Most point to the negatives that might prevent a smaller venue, such as a mall, from receiving a “hella-bad” or “tight” branding - key code words in the lexicon of the Olympic movement for gaining approval.

“They’re not a city!  They don’t have any sporting venues.  No major public transportation to and from the site.  And they only have one, unisex bathroom!!” announced a befuddled Milan representative.

But supporters say that’s just sour grapes and point to the wonderful selection of restaurants, retailers, and Hummers for sale. 

The 23 member team in charge of Santana Row’s Olympic bid are so confidant of their chances to host, they have spent millions of dollars coming up with a mascot.  “Platty” is designed in the likes of a platinum American Express card that they say will send economic and financial good will to malls across the globe.

“This is really as selfless an act as you can get,” said Chief Negotiator Stan Berliner.

23 Comments

  1. That’s right IV!

    Fiscalini should just roll up to a convenience store and play some Lotto.  The Santana Row bid is a delusional idea – up there with New Coke and the XFL.

  2. There’s one other thing downtown doesn’t have that Santana Row has – TRAFFIC!!!!!!! Horrendous traffic!  And when building the Disneyland look-alike, all the planning committees said traffic wouldn’t be an issue – HA!!!!  I live in the neighborhood and make every attempt to avoid that whole area – it’s a total joke!  I’m considering moving closer to downtown.

  3. I hope the committee didn’t forget to emphasize the A rating they have in the traffic department.  Getting off the freeway at Steven’s Creek has never been so enjoyable!

  4. I sincerely hope that this is some bad joke.  Unfortunately, this shows the type of people that NOW represent San Jose. 

    These people have no perspective of our cities past and now concept of a plan for the future other making as profit as possible.  It is a disgrace that individuals like this are allowed to make our city look incredibly foolish and naive – exactly what anyone who would promote this lunacy surely is.

    We used to be a City that was smarter, better and ahead of the game.  Now, after just eight years of the leadership of Ron Gonzalez and Joe Guerra; we’re a group of contract fixing, bribe-taking, power-hungry morons who act with all the savvy of someone who just fell of a banana boat!

    Nice job, people!  You make us PROUD!

    The Common Man

  5. How is that we can pin-point how,where and when a fire started in a 50 square mile Natural Forest and can’t figure out what happened in a one block section of a heavily populated urban area?

    I assume the insurance check cleared.

  6. Good thing we had Stan Berliner to show Susan Hammer what a “great deal” Santana Row would be for the city.  I guess it is just easier for most to not improve what we already have in the downtown but to start over with the glorified mall of Santana Row. That whole thing stinks though everyone seems to treat it like the second coming.

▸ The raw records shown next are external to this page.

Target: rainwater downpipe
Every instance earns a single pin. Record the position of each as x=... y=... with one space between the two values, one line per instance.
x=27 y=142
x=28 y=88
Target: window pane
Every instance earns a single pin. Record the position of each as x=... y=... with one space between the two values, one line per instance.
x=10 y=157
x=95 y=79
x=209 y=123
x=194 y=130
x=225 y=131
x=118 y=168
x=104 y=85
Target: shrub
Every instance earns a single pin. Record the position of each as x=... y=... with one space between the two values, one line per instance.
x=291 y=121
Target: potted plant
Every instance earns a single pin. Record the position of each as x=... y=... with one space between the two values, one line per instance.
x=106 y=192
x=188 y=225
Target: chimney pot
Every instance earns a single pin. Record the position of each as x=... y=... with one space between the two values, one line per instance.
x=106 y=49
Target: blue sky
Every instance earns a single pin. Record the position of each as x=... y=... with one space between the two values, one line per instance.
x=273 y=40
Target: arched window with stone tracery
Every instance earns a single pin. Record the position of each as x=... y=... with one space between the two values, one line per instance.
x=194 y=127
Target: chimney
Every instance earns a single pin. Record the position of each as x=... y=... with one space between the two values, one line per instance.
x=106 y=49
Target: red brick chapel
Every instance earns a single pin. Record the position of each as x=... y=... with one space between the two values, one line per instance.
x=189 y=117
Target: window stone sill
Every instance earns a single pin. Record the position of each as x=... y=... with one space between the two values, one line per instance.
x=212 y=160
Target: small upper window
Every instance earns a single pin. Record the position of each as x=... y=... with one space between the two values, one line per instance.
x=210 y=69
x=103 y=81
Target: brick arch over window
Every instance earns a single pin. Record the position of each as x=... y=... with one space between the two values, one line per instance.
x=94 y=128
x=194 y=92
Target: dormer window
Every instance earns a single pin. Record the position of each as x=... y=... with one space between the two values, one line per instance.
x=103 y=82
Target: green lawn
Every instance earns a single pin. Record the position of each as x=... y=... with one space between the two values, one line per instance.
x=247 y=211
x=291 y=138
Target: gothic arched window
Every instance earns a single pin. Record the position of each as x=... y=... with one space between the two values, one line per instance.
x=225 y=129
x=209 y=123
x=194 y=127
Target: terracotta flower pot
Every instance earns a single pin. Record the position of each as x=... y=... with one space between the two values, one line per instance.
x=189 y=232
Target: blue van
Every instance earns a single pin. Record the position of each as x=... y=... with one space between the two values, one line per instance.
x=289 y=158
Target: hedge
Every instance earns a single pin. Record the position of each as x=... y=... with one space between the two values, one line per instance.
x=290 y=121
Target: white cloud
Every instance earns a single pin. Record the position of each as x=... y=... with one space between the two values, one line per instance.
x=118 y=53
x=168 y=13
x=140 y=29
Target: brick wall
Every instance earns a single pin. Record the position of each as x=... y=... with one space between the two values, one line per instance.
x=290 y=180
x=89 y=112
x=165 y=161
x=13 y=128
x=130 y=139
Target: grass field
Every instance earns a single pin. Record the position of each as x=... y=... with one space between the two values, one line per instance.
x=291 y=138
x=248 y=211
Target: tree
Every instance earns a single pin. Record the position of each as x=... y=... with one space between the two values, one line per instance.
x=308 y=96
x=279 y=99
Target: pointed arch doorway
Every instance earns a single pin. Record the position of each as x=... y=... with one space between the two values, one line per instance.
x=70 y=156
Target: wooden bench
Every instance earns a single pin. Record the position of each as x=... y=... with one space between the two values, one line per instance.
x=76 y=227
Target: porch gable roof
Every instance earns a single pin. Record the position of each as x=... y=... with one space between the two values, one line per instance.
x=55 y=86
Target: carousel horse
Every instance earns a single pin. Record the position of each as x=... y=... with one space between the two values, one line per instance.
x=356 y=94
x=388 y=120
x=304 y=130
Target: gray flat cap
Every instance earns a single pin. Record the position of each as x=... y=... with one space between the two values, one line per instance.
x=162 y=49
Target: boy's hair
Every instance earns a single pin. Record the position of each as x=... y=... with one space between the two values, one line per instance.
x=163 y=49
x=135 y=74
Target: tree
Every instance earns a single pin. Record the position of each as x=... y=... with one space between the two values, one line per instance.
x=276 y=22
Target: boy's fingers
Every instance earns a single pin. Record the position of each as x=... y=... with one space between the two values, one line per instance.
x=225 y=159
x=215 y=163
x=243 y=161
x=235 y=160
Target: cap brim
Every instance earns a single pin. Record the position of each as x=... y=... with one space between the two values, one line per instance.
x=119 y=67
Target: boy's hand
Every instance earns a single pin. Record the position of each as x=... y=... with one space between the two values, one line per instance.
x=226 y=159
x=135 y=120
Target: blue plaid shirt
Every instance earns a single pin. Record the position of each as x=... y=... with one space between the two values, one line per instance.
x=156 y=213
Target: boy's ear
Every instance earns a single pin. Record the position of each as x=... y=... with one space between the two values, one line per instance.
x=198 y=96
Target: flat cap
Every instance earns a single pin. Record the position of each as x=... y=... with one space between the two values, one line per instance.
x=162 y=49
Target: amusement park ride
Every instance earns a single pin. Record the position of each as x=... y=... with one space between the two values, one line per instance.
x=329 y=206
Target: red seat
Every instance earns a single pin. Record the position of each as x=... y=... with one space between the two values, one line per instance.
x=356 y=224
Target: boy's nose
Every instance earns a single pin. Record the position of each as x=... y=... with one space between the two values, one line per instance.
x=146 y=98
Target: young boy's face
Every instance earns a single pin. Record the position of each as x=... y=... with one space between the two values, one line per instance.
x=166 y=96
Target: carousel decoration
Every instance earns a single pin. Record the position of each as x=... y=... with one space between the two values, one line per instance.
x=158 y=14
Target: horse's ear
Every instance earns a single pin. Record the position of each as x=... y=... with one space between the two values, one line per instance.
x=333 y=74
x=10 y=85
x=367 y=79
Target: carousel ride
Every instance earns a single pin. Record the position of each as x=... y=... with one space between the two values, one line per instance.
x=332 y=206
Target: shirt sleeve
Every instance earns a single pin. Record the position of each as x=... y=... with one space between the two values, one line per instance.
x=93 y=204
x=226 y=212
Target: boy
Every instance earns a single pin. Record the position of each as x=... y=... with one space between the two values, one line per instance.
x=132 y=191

Does SJ have no heart and soul – or is Santana Row it?

  7. As a European transplant now living in San Jose, I find the whole Santana Row experience to be abhorant.  Perhaps it is that Americans (the inventors of the shopping mall) prefer a sterile, soul-less environment to gather and consume.  Give me the unique sights and sounds (and sometimes unpleasant odors) of an old downtown.  Take notice of the detailed architecture that won’t be seen at a Banana Republic outlet. 

    To enjoy a leisurely stroll or to hold a conversation at a downtown cafe is one of life’s simple pleasures that you yanks often fail to appreciate.

    PS-Give those Sharks a big thank you for helping contribute to the downtown demise…..

  8. santana Row is too small: too two sided. It only consists of fancy shops and restaurants and maybe an imitation of downtown such as follows: inside/outside movie screens, a hotel and offices, also events.  Downtown, on the other hand, consists an arena, multiple upscale hotels, musuems (Tech, Museum of Art, Children Museum and etc.), convention center, light rail, Martin Luther King Jr. Library, Improve comedy, river park, new city hall, theaters such as The Rep and California Fox theaters, bunch of night clubs in the San Pedro and SoFa areas, alot of all kinds of events and finally, alot of office buildings and significant stock of housing of all types. The downtown is way bigger, more urban, more original and real than Santana Row, the faux downtown, to 3 mi.  west. The downtown has much more character, and it’s alot fun and more interesting than Santana Row. Santana Row is just boring, and there’s no competition between the downtown and Santana Row. The downtown wins!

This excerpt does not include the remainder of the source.